紧接着,叶窈都不给他反应工夫,抱起那一大堆玩具便冲进东屋。
哗啦——
东西往炕上一摔,她眼神锋利带寒芒,声音染上几分薄怒,又不得不隐忍克制道:“世子殿下,这是什么意思?!”
萧景琰不知何时弄的,竟在这屋里摆了许多东西,好似当成自己家似的,笔墨纸砚,还有个放在炕上供他写字用的矮木桌。
木桌旁罗列着厚厚一层书,还有几个精致小巧、瞧着价值不菲的茶杯。
他身上也盖着一条洁白无瑕的狐裘毯子,那狐皮比谢寒朔打过的银狐皮还值钱、漂亮。
这不察觉的小半月,叶窈因顾及他身份从未进来过,送饭皆是林玄青负责。
谢寒朔想必也如此,不愿进去同他打交道。
他们几个忙生意,白日又不在家。
所以,这自持身份、目中无人的家伙,将她同谢寒朔的屋子都当自己家了!
叶窈真是越看越气,偏萧景琰还敢迎上她恼怒的目光,薄唇微勾,用略显戏谑挑衅的语气道:“什么意思……”
他咂摸着这话,挑眉反问回去:“你觉得呢?”
自然是觉得你包藏祸心,垂涎我们家玉儿的美色了!
叶窈捏紧拳头,忍住想大吼的情绪,一双杏眼愤怒地瞪着萧景琰,再三用力压住火气警告道:“无论您什么意思,世子殿下。我们家庙小,高攀不上。她尚未开智,不懂事,许是将您当作朋友来亲近,您莫误会。我替小姨姨谢过世子的好意,可往后便不必了……”

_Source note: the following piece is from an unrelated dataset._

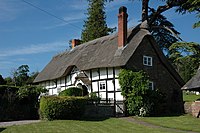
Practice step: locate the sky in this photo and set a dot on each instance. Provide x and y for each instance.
(33, 31)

她委婉拒绝的话还未说完,萧景琰已被惹火了,厉声打断:“误会?不,不是误会。”
男人邪魅一笑,语出惊人:“你方才问我什么意思,便是你瞧见的那样,我喜欢玉儿的意思。”
“她往后要做我的人。”萧景琰一字一句,说得霸道又笃定。
他说完这几句,叶窈彻底气到失去理智,转身跑去灶屋,迅速拿了把菜刀要和萧景琰同归于尽。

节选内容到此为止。